Recipes from the Past

Now and then my mother will come across some documents from my grandparents’ house in Amite and share them with me. They’re always fascinating, but this weekend she gave me a bunch of recipes, most of which were handwritten by my grandmother.

The first one I saw was actually addressed to me, on her stationary.

“Dear Robert,

Here are the instructions for your cake and I’m sending you some cake too.

Your Irish potatoes have come up.”

The other side of the paper has the recipe, which I will share with you shortly so that you will understand why it was my favorite birthday cake.

My grandmother was a frugal woman, and the particular piece of her stationary on which she wrote the note and recipe was originally dated April 9, 1973, addressed, “Dear Olga,” and started, “We want to express our… ” The date and the salutation were scratched out.

My grandfather was the president of SLU for many years, and they both had a lot of friends. I suspect she wrote a lot of notes expressing regrets, condolences, happiness and pride. I do remember their garden when I was a child and when I go back to their house in Amite I can still see the remnants of the furrows in the back field.

I wish I could remember planting potatoes with my grandfather, because apart from the fact that it had to be after April 9, 1973 and couldn’t have been much later than March 7, 1979, I don’t know when she wrote it. It’s not the most important thing, because I have the recipe and I hope to share some more of them in the near future – including those which call for canned soup and “Oleo,” which is a thing I am old enough to remember.

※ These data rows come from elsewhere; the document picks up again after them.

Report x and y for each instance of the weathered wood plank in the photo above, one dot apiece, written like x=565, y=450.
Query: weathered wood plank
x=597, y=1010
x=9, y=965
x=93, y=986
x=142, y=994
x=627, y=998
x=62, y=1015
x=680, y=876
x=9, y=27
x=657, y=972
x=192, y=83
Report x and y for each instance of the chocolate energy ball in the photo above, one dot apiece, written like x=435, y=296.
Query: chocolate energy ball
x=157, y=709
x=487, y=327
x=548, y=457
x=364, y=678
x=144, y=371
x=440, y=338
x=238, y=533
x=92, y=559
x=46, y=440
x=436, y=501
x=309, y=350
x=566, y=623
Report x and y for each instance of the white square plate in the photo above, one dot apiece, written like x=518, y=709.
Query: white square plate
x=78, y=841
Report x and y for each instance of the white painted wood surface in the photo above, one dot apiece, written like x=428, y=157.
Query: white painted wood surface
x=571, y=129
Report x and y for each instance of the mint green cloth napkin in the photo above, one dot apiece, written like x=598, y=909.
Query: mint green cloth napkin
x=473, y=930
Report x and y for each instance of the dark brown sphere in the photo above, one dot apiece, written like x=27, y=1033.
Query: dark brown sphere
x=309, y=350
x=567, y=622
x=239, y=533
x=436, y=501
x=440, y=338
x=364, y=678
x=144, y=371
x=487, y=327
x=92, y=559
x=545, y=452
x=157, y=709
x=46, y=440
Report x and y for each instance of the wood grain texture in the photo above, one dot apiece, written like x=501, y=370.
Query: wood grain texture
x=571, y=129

Here is the recipe as she wrote it in her beautiful script:

 

“Instructions” for

Heavenly Hash Cake

Preheat oven to 350°

1 stick of butter melted & cooled

1 cup sugar

¾ cup self-rising flour

2 tablespoons cocoa

1 cup chopped pecans

2 eggs

To melted butter add sugar and beat lightly, add eggs one at a time. Add remaining ingredients. Pour into pan lined with waxed paper, bake 30 minutes only.

Icing

½ large bag marshmallows cut in half. Place on cake while cake is still hot.

1 box powdered sugar

½ stick of butter

2 tablespoons cocoa

2 or 3 tablespoons cream or milk

Mix and pour over cake.”

 

Kids it doesn’t get any better than this. When you put the marshmallows on the hot cake they start to melt and then you pour the warm “frosting” (which is more like fudge) on top and it’s go-time. The pecans really make it, so don’t skimp on them.

There are things missing from this recipe that my grandmother didn’t think worth including. Also it was a pretty small piece of paper. Things like the size of the pan in which you bake the cake: I know it was square and in my memory it was huge. It was probably a square, 9” pyrex-type dish. I also suspect she was using a stand mixer as opposed to beating everything by hand but I can’t say that for sure.

I know I’m not the only member of her family that wishes we could have gotten her to write down recipes for a lot of the things she cooked, because most of what we have are things she didn’t cook all that often. She wouldn’t have understood why we’d want a recipe for fried chicken with milk gravy any more than I feel like my kids need a recipe for a grilled cheese sandwich.

It’s always possible she wrote more recipes that we’ll find tucked into one cookbook or another. But I’m happy with what I have and my memories of her whistling in the kitchen. I do that too, now and I also have the bad habit of being over-critical of my own cooking. She gave me those things and a love of cooking and I’m grateful.

It’s nice to feel grateful these days.